Dialog statt Monolog: Nachdem klar wurde, dass sie ihre Botschaften nicht vermitteln kann bzw. Caren Miosga gar nicht auf ihre Inhalte einging, entschied sich Frau Lieberknecht für einen ignoranten Monolog. Nach jeder Frage sagte sie ihre Botschaften auf, nach dem dritten Mal dann auch schon schon fast bockig, mit gequältem Lächeln – Antworten gab sie jedoch keine. Würdet ihr auf die Fragen von Bewerbern mit Marketingphrasen antworten? 

Feedback zulassen und annehmen: Selbst nach dem direkten Hinweis von Caren Miosga, dass Selbstkritik (aufgrund des Wählerverlusts) angebracht sei, betet Frau Lieberknecht ihre Botschaften ein weiteres Mal herunter (und schafft sich damit ihre eigene Wirklichkeit). Ein solch ignorantes und zugleich arrogantes Verhalten kann nur nach hinten losgehen, insbesondere im Kontakt mit Bewerbern. Wer möchte schließlich für ein Unternehmen arbeiten, dass die Augen vor Problemen schließt und keine Kritik annimmt!? Kommunikation in modernen Unternehmen läuft nicht ausschließlich von oben nach unten, sondern horizontal wie auch vertikal, in verschiedene Richtungen.

Keine “Fuck you Mentalität”: Am schlimmsten an dem ganzen Interview finde ich jedoch das aufgesetzte Lächeln und die bockigen Antworten à la “Ich will aber jetzt beglückwünscht werden und klarmachen, dass wir gewonnen haben.
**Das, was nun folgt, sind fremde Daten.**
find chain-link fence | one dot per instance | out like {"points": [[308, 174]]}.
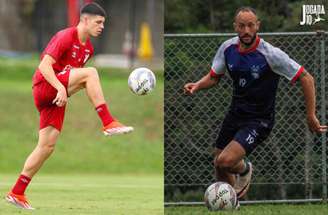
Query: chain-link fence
{"points": [[290, 164]]}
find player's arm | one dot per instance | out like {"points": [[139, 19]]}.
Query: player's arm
{"points": [[48, 73], [206, 82], [308, 88]]}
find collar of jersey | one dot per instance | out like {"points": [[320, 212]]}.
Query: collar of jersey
{"points": [[77, 37], [250, 49]]}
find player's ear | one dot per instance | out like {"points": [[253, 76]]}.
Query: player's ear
{"points": [[235, 26], [258, 23]]}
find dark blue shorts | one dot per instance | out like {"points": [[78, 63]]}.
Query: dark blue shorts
{"points": [[247, 132]]}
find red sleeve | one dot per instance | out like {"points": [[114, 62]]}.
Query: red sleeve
{"points": [[58, 45], [297, 75]]}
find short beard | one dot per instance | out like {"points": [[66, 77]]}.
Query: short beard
{"points": [[250, 43]]}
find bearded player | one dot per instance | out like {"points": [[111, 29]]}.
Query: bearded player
{"points": [[255, 67], [59, 76]]}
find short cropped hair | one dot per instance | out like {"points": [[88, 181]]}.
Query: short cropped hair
{"points": [[93, 9], [245, 9]]}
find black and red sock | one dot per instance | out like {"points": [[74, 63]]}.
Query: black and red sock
{"points": [[21, 185]]}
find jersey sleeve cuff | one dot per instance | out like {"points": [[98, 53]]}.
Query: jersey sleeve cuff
{"points": [[213, 74], [297, 75]]}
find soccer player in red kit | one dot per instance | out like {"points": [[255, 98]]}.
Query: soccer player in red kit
{"points": [[60, 75]]}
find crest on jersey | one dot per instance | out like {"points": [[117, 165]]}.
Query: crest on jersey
{"points": [[255, 71]]}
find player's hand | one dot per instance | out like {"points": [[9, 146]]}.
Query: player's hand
{"points": [[190, 88], [314, 125], [61, 97]]}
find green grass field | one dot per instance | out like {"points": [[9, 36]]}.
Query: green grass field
{"points": [[88, 172], [89, 194], [261, 209]]}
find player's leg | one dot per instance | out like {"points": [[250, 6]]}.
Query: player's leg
{"points": [[230, 161], [46, 144], [88, 78], [220, 174]]}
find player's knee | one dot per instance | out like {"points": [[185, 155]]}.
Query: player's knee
{"points": [[92, 72], [48, 148]]}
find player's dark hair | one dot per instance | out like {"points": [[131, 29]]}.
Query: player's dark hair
{"points": [[245, 9], [93, 9]]}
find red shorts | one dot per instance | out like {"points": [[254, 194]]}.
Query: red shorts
{"points": [[44, 94]]}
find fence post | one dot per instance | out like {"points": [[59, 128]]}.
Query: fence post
{"points": [[322, 36]]}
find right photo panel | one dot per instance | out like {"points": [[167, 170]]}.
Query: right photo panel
{"points": [[245, 106]]}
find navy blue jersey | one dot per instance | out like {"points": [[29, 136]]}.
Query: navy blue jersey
{"points": [[255, 73]]}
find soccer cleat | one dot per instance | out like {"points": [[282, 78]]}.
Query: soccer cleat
{"points": [[19, 201], [243, 182], [115, 128]]}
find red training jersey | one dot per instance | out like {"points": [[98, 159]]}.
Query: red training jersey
{"points": [[67, 50]]}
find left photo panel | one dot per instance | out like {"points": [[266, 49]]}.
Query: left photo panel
{"points": [[81, 113]]}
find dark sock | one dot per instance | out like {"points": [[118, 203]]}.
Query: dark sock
{"points": [[246, 169]]}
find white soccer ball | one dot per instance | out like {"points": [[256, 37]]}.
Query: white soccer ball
{"points": [[220, 196], [142, 81]]}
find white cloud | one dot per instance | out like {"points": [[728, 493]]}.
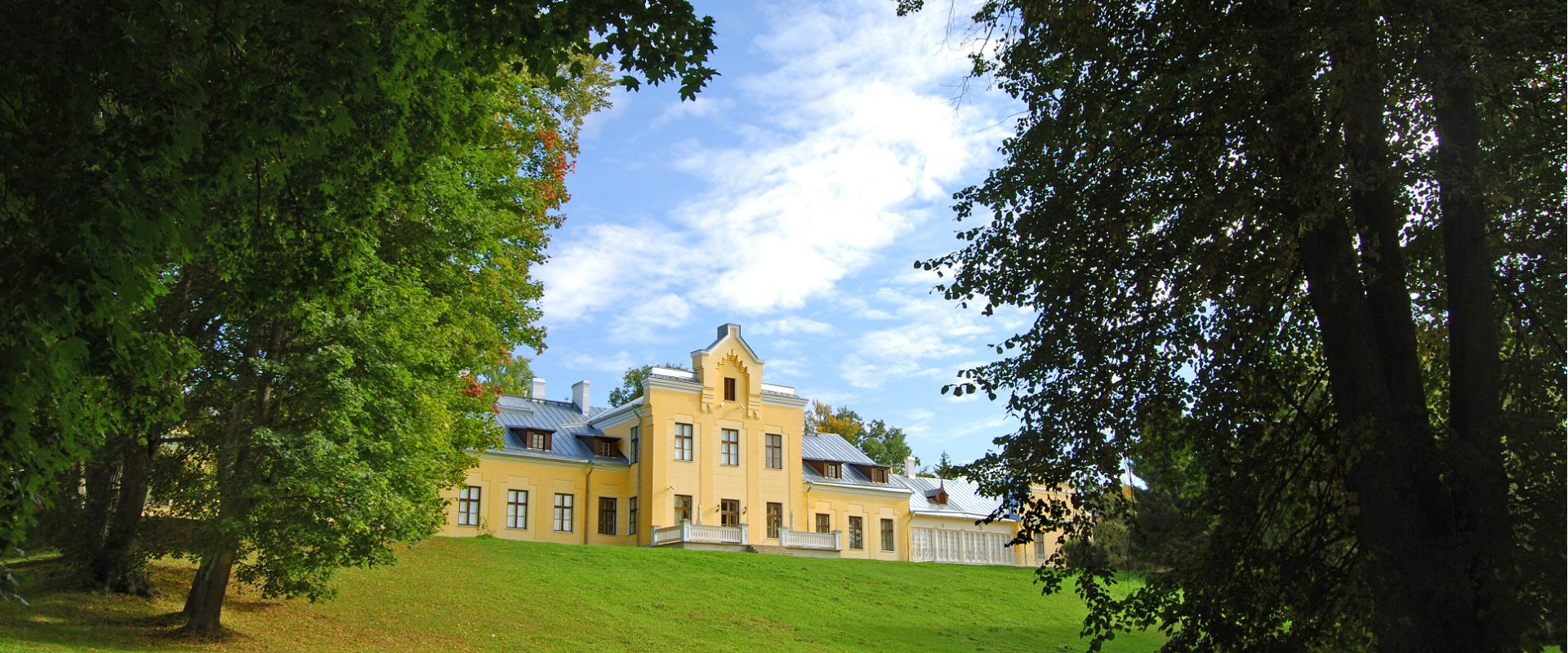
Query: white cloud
{"points": [[617, 362], [792, 326], [843, 146], [651, 318], [706, 107]]}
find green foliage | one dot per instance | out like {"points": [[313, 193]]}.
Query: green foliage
{"points": [[877, 441], [632, 383], [1241, 226], [257, 175]]}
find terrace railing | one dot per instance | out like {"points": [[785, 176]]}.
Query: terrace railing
{"points": [[808, 539]]}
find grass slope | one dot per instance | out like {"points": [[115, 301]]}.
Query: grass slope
{"points": [[497, 595]]}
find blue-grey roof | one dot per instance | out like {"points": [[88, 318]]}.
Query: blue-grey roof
{"points": [[963, 497], [831, 446], [559, 417]]}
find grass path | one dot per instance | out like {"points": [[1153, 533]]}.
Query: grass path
{"points": [[497, 595]]}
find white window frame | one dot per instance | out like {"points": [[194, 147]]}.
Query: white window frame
{"points": [[565, 511], [729, 446], [513, 508], [686, 442]]}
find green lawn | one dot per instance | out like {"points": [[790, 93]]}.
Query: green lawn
{"points": [[483, 594]]}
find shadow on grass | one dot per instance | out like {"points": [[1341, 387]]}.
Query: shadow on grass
{"points": [[60, 615]]}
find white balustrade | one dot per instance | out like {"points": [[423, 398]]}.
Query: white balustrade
{"points": [[808, 539]]}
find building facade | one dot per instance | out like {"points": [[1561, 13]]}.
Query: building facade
{"points": [[715, 458]]}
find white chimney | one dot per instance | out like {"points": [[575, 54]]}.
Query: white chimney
{"points": [[581, 397]]}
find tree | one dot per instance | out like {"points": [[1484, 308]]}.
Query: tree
{"points": [[884, 445], [944, 467], [1297, 247], [129, 175], [632, 383], [826, 420], [877, 441], [327, 429]]}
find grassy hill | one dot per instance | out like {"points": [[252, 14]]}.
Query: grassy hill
{"points": [[483, 594]]}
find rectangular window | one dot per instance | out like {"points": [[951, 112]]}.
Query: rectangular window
{"points": [[538, 441], [775, 451], [470, 506], [564, 513], [683, 508], [608, 516], [775, 518], [729, 448], [516, 508], [684, 442]]}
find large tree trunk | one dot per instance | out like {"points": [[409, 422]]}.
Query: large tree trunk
{"points": [[115, 566], [204, 603], [1474, 366], [1368, 361]]}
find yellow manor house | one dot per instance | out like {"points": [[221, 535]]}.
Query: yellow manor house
{"points": [[715, 458]]}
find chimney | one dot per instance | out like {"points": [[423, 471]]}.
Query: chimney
{"points": [[581, 397]]}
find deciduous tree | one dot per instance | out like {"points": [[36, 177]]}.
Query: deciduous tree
{"points": [[1298, 247]]}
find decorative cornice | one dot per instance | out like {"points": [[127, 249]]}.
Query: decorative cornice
{"points": [[864, 491]]}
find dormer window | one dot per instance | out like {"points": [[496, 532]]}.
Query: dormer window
{"points": [[537, 441]]}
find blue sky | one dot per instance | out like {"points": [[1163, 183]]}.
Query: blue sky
{"points": [[791, 198]]}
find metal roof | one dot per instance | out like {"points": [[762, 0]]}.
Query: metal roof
{"points": [[831, 446], [559, 417], [963, 497], [850, 477]]}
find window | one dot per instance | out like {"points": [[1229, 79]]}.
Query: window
{"points": [[538, 441], [683, 508], [775, 518], [470, 506], [775, 451], [516, 508], [729, 450], [684, 442], [608, 516], [564, 513]]}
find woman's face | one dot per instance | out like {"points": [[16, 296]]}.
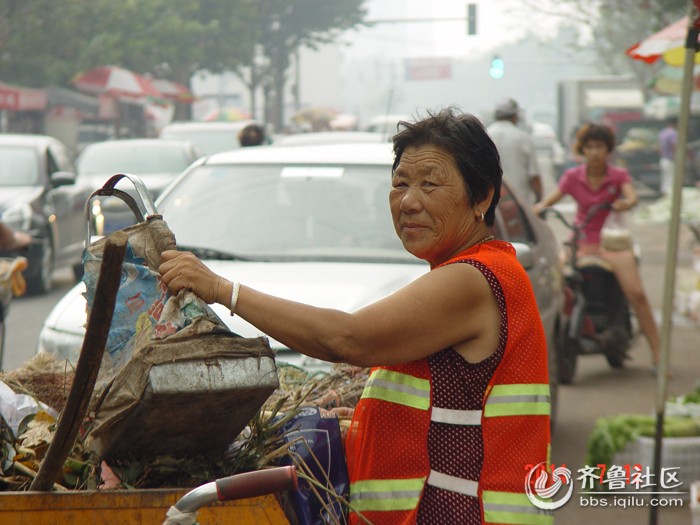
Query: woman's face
{"points": [[596, 152], [429, 204]]}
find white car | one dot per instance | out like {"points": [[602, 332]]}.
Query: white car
{"points": [[310, 224]]}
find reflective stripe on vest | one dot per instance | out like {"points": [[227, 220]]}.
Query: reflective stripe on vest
{"points": [[513, 508], [455, 417], [518, 400], [399, 388], [453, 483], [386, 494]]}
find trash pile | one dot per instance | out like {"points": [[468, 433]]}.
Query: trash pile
{"points": [[33, 396]]}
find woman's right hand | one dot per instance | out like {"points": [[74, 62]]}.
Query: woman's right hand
{"points": [[183, 270]]}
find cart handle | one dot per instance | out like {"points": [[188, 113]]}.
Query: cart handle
{"points": [[240, 486], [108, 189]]}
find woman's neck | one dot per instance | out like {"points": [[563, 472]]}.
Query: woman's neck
{"points": [[596, 170]]}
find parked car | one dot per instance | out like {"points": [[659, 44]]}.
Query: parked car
{"points": [[311, 224], [39, 194], [330, 137], [157, 162], [208, 137]]}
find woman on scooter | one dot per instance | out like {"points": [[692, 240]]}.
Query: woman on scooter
{"points": [[594, 182]]}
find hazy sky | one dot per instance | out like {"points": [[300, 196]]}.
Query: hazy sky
{"points": [[498, 22]]}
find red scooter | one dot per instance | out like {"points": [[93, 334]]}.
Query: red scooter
{"points": [[597, 317]]}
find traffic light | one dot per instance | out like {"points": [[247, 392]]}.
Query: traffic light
{"points": [[471, 19], [497, 67]]}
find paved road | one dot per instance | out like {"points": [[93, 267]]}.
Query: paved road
{"points": [[599, 391]]}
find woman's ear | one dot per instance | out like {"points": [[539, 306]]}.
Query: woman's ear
{"points": [[485, 204]]}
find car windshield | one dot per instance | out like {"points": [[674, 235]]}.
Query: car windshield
{"points": [[287, 213], [19, 166], [138, 159], [207, 141]]}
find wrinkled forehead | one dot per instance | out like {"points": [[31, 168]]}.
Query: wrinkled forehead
{"points": [[426, 159]]}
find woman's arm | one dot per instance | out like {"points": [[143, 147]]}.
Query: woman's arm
{"points": [[629, 198], [448, 306]]}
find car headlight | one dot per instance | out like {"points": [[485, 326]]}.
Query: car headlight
{"points": [[18, 216], [62, 345]]}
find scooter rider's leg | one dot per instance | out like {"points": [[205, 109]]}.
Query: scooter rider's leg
{"points": [[627, 274]]}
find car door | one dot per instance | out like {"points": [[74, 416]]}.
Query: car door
{"points": [[67, 199]]}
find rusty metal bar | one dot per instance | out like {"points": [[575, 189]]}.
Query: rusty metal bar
{"points": [[99, 322]]}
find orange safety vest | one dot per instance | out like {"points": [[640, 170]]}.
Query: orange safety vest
{"points": [[387, 443]]}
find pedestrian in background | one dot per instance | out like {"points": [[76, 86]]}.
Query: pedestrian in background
{"points": [[251, 135], [668, 137], [517, 150]]}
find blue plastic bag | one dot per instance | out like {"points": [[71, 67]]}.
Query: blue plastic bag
{"points": [[315, 439]]}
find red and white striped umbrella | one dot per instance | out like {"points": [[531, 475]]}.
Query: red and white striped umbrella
{"points": [[117, 82], [667, 43]]}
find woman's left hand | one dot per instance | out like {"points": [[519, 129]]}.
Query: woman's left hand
{"points": [[621, 205], [180, 270]]}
In Thüringen gibt es keine Probleme. Jetzt fragen Sie mich nicht ständig so einen Scheiß!” Das kann einem Unternehmen den Hals brechen. Stellt euch vor, ihr rekrutiert Top-Kandidaten, die Interesse an euch als Arbeitgeber haben und im Gespräch vermittelt ihr, dass ihr euch für deren Bedürfnisse gar nicht interessiert. Wie hoch ist die Wahrscheinlichkeit, dass sie den Vertrag bei euch unterschreiben?

Überzeugungsarbeit funktioniert anders – Frau Lieberknecht, vielen Dank für dieses Lehrstück. Ich bin gespannt auf Ihre Arbeit in den kommenden fünf Jahren.